Prison et fouet en Arabie pour un Libanais surnommé le "roi du tatouage"

17/07/2012 06:46 EDT | Actualisé 16/09/2012 05:12 EDT

Un Libanais surnommé "le roi du tatouage" est tombé aux mains de la police religieuse saoudienne et a été condamné à un an de prison et 200 coups de fouet pour avoir tatoué des femmes clandestinement, rapporte mardi le quotidien Al-Madina.

"Le roi du tatouage" a exercé clandestinement pendant neuf ans. Il recevait ses clientes dans une villa de Jeddah, dans l'ouest de l'Arabie saoudite, mais comme il se sentait surveillé, il avait fini par proposer ses services à domicile.

C'est ainsi qu'il est tombé aux mains de la police religieuse, la redoutable "Commission de la promotion de la vertu et de la prévention du vice" dont l'un des agents s'est présenté à lui sous le couvert du chauffeur de l'une des clientes, raconte le journal.

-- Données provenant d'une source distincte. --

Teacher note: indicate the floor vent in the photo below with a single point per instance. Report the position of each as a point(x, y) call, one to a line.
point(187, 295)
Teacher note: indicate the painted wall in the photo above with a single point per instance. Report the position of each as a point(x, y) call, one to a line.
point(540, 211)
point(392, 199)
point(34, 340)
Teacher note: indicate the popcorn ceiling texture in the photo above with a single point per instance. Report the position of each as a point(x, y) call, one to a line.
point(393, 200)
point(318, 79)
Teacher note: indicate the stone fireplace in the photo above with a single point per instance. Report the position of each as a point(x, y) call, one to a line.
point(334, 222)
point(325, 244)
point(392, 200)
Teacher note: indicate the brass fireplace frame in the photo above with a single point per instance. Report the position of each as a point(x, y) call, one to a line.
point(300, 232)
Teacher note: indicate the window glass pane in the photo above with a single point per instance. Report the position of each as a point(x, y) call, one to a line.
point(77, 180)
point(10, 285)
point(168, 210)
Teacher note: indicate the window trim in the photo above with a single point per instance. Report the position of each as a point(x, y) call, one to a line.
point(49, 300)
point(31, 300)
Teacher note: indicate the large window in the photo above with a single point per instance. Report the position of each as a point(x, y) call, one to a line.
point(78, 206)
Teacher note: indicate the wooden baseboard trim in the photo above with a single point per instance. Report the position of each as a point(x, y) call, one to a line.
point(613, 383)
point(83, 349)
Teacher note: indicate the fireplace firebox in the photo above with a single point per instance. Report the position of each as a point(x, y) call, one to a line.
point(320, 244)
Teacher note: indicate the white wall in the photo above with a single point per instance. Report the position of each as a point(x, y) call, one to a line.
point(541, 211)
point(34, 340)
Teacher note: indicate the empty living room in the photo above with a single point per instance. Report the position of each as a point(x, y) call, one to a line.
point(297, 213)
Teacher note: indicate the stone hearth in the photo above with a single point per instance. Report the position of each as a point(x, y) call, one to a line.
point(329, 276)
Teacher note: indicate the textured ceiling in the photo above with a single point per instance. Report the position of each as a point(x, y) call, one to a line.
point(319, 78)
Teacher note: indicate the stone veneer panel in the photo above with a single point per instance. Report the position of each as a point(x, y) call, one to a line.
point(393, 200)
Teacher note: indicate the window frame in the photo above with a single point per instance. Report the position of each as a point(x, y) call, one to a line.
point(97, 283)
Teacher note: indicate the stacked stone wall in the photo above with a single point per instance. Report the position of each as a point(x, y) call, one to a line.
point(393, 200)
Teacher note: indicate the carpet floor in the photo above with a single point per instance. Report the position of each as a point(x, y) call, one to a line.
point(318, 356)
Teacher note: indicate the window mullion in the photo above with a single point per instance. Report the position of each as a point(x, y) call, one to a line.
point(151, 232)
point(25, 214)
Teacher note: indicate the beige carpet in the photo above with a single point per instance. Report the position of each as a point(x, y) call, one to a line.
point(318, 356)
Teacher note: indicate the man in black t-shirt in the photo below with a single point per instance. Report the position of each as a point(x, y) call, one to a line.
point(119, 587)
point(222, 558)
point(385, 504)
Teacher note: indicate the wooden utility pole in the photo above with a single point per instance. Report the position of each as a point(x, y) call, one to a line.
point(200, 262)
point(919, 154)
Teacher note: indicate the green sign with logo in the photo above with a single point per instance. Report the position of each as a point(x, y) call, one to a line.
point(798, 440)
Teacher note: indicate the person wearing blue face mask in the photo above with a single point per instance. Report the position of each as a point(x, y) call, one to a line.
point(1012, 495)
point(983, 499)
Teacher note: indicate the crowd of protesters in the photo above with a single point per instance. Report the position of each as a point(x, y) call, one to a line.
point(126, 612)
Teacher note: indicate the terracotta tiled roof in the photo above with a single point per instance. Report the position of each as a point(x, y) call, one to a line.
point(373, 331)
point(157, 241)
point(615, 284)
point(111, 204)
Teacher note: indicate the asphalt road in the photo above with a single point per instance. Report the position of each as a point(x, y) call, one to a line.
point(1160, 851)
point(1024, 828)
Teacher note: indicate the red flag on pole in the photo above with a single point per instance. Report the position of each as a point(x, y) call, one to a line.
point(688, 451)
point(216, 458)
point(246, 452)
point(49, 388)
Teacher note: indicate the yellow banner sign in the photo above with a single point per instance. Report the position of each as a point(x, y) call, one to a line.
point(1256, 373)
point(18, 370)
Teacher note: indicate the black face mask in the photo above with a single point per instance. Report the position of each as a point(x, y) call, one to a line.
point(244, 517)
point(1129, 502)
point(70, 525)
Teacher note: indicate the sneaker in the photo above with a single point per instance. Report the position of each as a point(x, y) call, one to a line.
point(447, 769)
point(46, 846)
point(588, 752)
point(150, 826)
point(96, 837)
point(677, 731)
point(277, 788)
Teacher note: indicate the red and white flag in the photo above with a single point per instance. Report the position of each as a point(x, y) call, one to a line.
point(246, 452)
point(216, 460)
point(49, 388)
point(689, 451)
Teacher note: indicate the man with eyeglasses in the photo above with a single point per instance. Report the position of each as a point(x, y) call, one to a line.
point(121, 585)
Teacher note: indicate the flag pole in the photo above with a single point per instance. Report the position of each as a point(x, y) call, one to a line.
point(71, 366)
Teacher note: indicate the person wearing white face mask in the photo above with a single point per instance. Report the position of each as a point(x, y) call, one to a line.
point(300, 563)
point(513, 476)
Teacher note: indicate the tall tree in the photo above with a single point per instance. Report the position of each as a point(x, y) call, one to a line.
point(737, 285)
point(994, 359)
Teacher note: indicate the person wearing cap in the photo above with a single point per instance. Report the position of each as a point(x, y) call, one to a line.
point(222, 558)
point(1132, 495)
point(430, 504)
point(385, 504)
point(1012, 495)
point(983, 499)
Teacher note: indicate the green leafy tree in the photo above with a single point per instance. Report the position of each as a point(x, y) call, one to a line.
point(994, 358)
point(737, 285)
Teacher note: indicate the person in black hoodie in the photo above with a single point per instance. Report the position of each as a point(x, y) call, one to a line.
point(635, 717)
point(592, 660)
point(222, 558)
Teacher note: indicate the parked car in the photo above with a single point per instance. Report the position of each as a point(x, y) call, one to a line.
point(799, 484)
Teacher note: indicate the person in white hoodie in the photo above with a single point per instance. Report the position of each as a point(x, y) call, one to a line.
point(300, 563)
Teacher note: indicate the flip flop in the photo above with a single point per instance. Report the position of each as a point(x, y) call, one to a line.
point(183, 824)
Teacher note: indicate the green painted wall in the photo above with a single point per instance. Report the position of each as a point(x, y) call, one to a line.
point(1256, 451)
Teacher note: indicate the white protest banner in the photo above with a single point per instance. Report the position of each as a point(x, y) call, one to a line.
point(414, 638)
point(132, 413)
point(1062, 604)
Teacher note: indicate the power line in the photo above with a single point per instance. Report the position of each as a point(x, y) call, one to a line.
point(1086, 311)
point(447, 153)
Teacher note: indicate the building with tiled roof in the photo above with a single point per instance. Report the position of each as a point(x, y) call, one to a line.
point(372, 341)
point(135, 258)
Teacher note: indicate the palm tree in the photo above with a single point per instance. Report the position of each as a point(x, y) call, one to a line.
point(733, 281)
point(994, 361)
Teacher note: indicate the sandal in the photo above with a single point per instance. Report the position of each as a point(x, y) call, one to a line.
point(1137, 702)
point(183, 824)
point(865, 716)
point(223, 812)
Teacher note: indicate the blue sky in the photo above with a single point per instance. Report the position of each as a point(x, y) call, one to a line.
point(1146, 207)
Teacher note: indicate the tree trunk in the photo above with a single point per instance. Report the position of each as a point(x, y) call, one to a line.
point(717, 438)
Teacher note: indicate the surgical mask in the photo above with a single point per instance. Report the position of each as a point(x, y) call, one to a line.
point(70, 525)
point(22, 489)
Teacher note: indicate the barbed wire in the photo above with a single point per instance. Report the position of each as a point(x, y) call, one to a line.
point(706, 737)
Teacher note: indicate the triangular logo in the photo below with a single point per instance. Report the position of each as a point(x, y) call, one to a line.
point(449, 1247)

Une fois arrêté, le "roi du tatouage" a tout nié en bloc mais il a été confondu, selon le quotidien, par sa mallette contenant ses ustensiles, des produits pour raffermir les seins ou faire disparaître les taches sur la peau ou encore des produits amaigrissants, témoins, selon le journal, de la variété des soins qu'il proposait.

Il a été trahi également par les nombreux numéros de clientes et des photos de ses modèles dans son téléphone portable.

Le Libanais a accepté sa condamnation mais le parquet a décidé d'interjeter appel pour réclamer une peine plus sévère, estimant qu'il devait servir d'exemple.

Le tatouage est interdit par la tradition islamique (les dires et les faits du prophète Mahomet) et le Libanais s'est en outre rendu coupable d'avoir rencontré en privé des femmes dans ce royaume ultraconservateur qui prohibe toute mixité.